So, it’s
been awhile. That was predictable. It was a busy month – my sister in law got
married in BC so that involved a cross-country trip with a small baby and all
the related preparation and recovery afterwards.
But
truthfully, it was more than that. Lately I haven’t really wanted to reflect on
things, or write about things. I've been pretty down, so reflecting on things
ain’t my jam at the moment. I’ve tried getting more sleep, going to a mom’s
support group, and some other self-care techniques recommended when you’re
trying to raise a tiny human and your brain is ready to ooze out through your
ears.
It's helped a bit, but realistically, I know it's going to take me quite some time to get back to my old self - that's what happens with post-natal depression. There's no quick fix. But you can find moments of motivation. I'm still bummed. But I’ve
been slightly kicked back into gear by a book, of all things.
Specifically,
Medium Raw by Anthony Bourdain.
For those of
you who don’t know, Anthony Bourdain is the bad boy of the North American
culinary scene. He spent years working in restaurant kitchens, is a recovering
drug addict, and has traveled all over the world in search of amazing meals. His
current TV program, Parts Unknown, involves him trekking all over the world and
exploring the local culture through food, history, and sometimes politics.
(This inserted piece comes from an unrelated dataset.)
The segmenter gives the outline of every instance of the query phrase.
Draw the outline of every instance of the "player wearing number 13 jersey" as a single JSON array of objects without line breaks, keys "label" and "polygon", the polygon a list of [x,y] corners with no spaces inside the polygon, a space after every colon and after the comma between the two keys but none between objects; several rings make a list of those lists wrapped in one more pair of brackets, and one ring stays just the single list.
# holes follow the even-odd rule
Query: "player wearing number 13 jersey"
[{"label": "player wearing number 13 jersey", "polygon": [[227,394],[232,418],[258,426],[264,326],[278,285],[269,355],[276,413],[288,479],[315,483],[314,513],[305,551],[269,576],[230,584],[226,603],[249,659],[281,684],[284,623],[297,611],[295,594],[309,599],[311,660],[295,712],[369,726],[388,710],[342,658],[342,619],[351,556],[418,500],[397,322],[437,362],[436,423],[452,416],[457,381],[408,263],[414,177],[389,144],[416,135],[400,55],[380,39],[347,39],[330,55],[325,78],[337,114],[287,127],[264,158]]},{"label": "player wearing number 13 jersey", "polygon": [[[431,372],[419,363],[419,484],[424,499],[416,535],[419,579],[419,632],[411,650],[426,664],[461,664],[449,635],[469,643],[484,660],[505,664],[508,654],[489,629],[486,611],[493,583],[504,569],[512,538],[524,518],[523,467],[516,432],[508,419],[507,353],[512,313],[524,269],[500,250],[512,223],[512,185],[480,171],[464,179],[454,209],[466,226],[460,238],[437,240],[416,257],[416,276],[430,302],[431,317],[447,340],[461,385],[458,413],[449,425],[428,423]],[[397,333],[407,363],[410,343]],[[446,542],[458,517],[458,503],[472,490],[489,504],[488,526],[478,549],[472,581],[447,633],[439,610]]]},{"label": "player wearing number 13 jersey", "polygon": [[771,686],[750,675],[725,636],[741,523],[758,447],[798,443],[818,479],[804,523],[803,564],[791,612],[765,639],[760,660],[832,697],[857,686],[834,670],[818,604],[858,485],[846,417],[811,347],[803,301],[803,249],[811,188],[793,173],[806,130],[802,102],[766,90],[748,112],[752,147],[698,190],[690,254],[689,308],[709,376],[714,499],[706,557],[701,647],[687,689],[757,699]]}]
It’s
super interesting and totally devoid of bullshit, and usually involves him getting a little tipsy.
He has an
entire chapter dedicated to paragraph-long descriptions of phenomenal meals
from through his life. From tacos on the streets of Panama to yakatori eaten at
a Japanese sake lounge to pasta in the foothills of Italy, I was drooling by
the end of it. Complete and utter food porn.
Time to
start cooking like I mean it again. Here’s the most recent share-worthy
creation:
Spicy Sriracha
Endive Chicken Tacos (makes 8 tacos)
1 tbsp Sriracha
chili sauce
1 tbsp olive
oil
1tsp minced
garlic
2 tbsp lemon
juice
2 tbsp lime
juice
1 tbsp chili
powder
½ tsp cumin
2 shakes
liquid smoke (about 6 drops)
2 large
chicken breasts (about 1 lb)
4 green
onion stalks, chopped
1 orange
bell pepper, chopped into 1 cm cubes
3 small
Belgian endive, separated into leaves
8 whole
wheat tortillas
½ cup 2%
greek yogurt
1 tsp
cilantro
½ tsp ground
thyme
2/3 cup
shredded white cheddar (the stronger the better – I used a mix of Millbank
organic old white cheddar and Fifth Town goat cheddar)
Whisk
Sriracha sauce, olive oil, garlic, lemon and lime juice, chili powder, cumin,
and liquid smoke into a marinade. Chop the chicken breasts into small chunks
and add to marinade. Let the chicken marinate for 2 hours in the refrigerator.
Add chicken,
marinade and all, to a frying pan and cook on medium heat until chicken is
cooked through. Add orange pepper and onions, and cook until they begin to let
off moisture. Drain off the excess
moisture and marinade from the pan, return to low heat, and add the endive.
Cook until endive just begins to wilt.
Stir
together the yogurt, cilantro and thyme and set aside.
Warm
tortillas in the oven until soft.
Assemble
tacos and top with cheddar and yogurt.
Serve with a
good local beer. The Junction Brewery is a current favourite.